『あしたの少女』は生々しく現代の闇に切り込む秀作 結末を見届けたあなたは何を思う?
リアルサウンド映画部の編集スタッフが週替りでお届けする「週末映画館でこれ観よう!」。毎週末にオススメ映画・特集上映をご紹介。今週は、最近家での映画・ドラマ鑑賞のために氷が溶けにくいタンブラーを購入した橋本が『あしたの少女』をプッシュします。
『あしたの少女』
本作は、2017年に韓国の全州市で実際に起こった、大手通信会社のコールセンターの現場実習生として働き始めた高校生が、3カ月後に自ら命を絶つという悲劇的な事件の全貌を映画化した社会派ヒューマンドラマ。現代社会に対する若者の絶望感や諦めなどがとても生々しく表現されており、鑑賞しながら苦しいと感じたり、自分の現状と重ねて考えてしまう人も多くいるだろう。
2人の主人公を演じたキム・シウンとペ・ドゥナが作品を通して訴えることは、まさに今を生きる私たちに突き刺さる。利益優先の企業における労働の搾取を繰り返す会社/上司になればなるほど無責任な言い訳と責任の転嫁を繰り返す。そんな現代社会に対する監督が持つ社会への怒りや問いかけが強く込められた138分だ。
本作は2つのパートで構成されている。物語は、職業高校に通うキム・ソヒ (キム・シウン)が必死にダンスを練習しているシーンから始まる。その後、ソヒは学校の先生にコールセンターでの仕事を斡旋され、流れるように気がつけば現場実習生として働くことになってしまう。そこからは現場実習生とは名ばかりの労働搾取のシーンが続く。低賃金での労働と厳しいノルマが課せられていくソヒ。仕事内容は、インターネットや携帯電話の契約を解除しようとして電話をかけてきた顧客に対応し、解除せず契約継続するよう仕向ける内容だ。そこでソヒは毎回に及ぶ罵詈雑言やセクハラのような電話対応に追われていく。
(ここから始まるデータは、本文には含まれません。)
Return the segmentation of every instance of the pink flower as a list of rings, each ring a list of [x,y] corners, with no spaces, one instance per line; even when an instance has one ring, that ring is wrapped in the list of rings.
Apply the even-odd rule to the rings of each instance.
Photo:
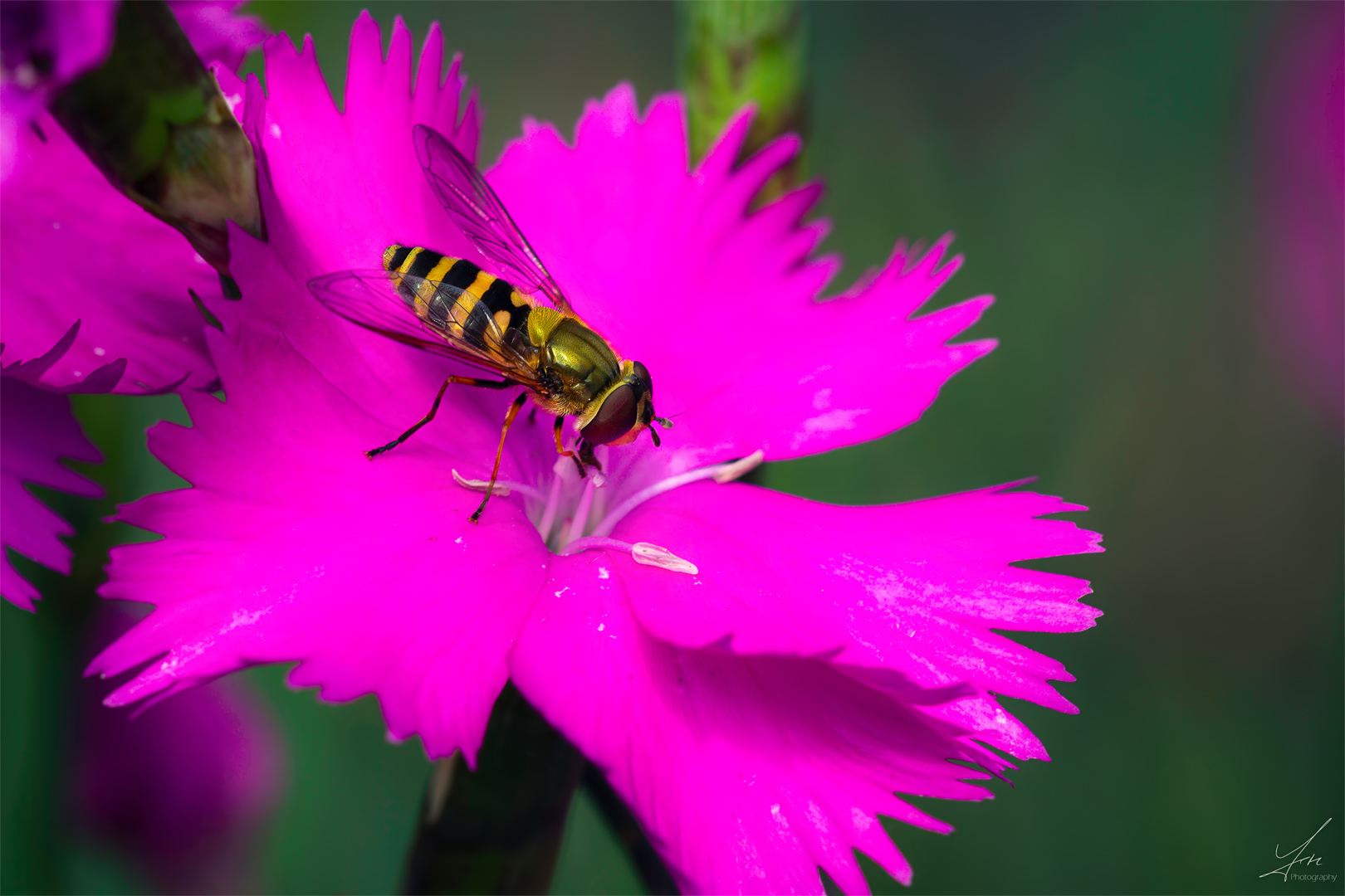
[[[968,780],[1011,767],[985,744],[1046,758],[997,695],[1075,712],[1048,684],[1069,674],[993,629],[1093,625],[1087,583],[1011,566],[1099,551],[1038,519],[1080,508],[1005,488],[842,508],[728,481],[740,458],[915,420],[993,348],[948,344],[989,297],[913,317],[960,263],[947,240],[898,244],[818,302],[837,261],[810,258],[824,226],[800,222],[820,188],[748,212],[796,140],[734,168],[742,114],[689,172],[681,98],[640,117],[625,86],[586,107],[573,146],[527,122],[488,180],[578,313],[648,367],[675,427],[662,449],[599,449],[599,486],[557,462],[550,420],[521,418],[510,494],[473,525],[480,494],[457,482],[488,476],[512,395],[451,387],[430,426],[367,461],[455,368],[305,289],[394,242],[472,253],[412,144],[426,124],[472,154],[456,69],[440,85],[436,27],[413,78],[401,21],[385,62],[362,16],[342,114],[311,43],[265,52],[269,94],[250,81],[245,103],[270,239],[231,235],[243,301],[207,333],[227,400],[186,394],[192,427],[151,433],[192,488],[122,510],[165,537],[113,556],[105,596],[156,609],[90,665],[141,668],[110,705],[297,661],[295,685],[375,693],[391,735],[471,759],[512,678],[608,774],[679,885],[712,892],[820,891],[818,865],[865,891],[855,848],[909,881],[878,814],[950,827],[894,791],[982,799]],[[695,570],[642,563],[644,543]]]
[[[1294,386],[1337,431],[1345,423],[1342,30],[1340,4],[1283,8],[1258,133],[1267,329]]]
[[[0,594],[15,606],[32,610],[38,588],[9,563],[12,548],[38,563],[70,572],[70,548],[58,536],[74,535],[70,524],[24,488],[27,484],[98,497],[102,489],[65,467],[61,458],[97,463],[102,459],[70,412],[70,398],[39,388],[34,382],[55,364],[74,340],[75,329],[46,356],[0,369]],[[0,345],[0,351],[3,351]],[[3,355],[0,355],[3,357]],[[66,391],[100,391],[101,383],[120,376],[122,364],[89,373],[86,383]]]
[[[0,181],[17,164],[19,134],[65,85],[112,50],[113,0],[0,4]]]
[[[139,614],[106,604],[90,641]],[[167,892],[249,892],[249,856],[284,790],[280,732],[245,681],[217,681],[144,713],[109,712],[109,682],[87,680],[74,731],[73,813],[121,846]]]
[[[256,20],[230,17],[237,5],[187,3],[175,8],[194,46],[237,64],[246,42],[256,43],[264,36]],[[30,52],[47,52],[44,47],[50,43],[62,60],[55,71],[63,73],[63,79],[73,78],[106,55],[114,11],[110,3],[5,3],[7,28],[19,13],[42,26],[30,30],[31,34],[7,31],[7,67],[11,51],[17,52],[11,42]],[[19,40],[24,35],[28,43]],[[43,87],[51,89],[51,85]],[[8,363],[5,395],[11,388],[16,394],[39,388],[132,395],[179,387],[213,388],[215,371],[202,336],[204,320],[188,290],[207,304],[222,301],[215,271],[199,259],[182,234],[108,183],[61,125],[42,110],[46,98],[43,93],[23,110],[13,133],[8,130],[11,109],[5,110],[7,172],[15,161],[13,171],[0,183],[0,344]],[[28,363],[20,368],[16,359]],[[12,386],[8,377],[20,371],[26,386]],[[30,472],[38,469],[34,463],[43,446],[59,446],[81,459],[98,457],[78,435],[78,427],[74,435],[65,423],[50,434],[36,429],[40,420],[56,426],[56,419],[74,426],[66,398],[55,394],[32,398],[23,407],[35,403],[48,410],[26,411],[28,435],[20,442],[15,429],[13,438],[11,433],[4,437],[3,547],[27,553],[24,545],[34,545],[39,552],[31,555],[34,559],[69,570],[69,552],[56,540],[58,535],[69,535],[69,527],[27,494],[20,482],[62,489],[66,485],[61,482],[77,482],[67,490],[89,494],[91,486],[81,477],[51,472],[61,469],[55,451],[42,461],[44,478],[34,478]],[[71,439],[83,447],[71,449]],[[46,523],[39,527],[39,520]],[[8,557],[0,592],[27,609],[36,596],[32,586],[9,567]]]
最初はなぜクレーマーたちは毎回こんなに怒っているのだろうと思ったのだが、契約を解除したくて電話をしてくる相手に対して解除させないためにわざと電話を切ったり、たらい回しにしたりなど、相手が怒って当たり前の対応がマニュアルとしてソヒには用意されていたのだ。とにかく契約の解除を防げればそれでいいという考えにゾッとした。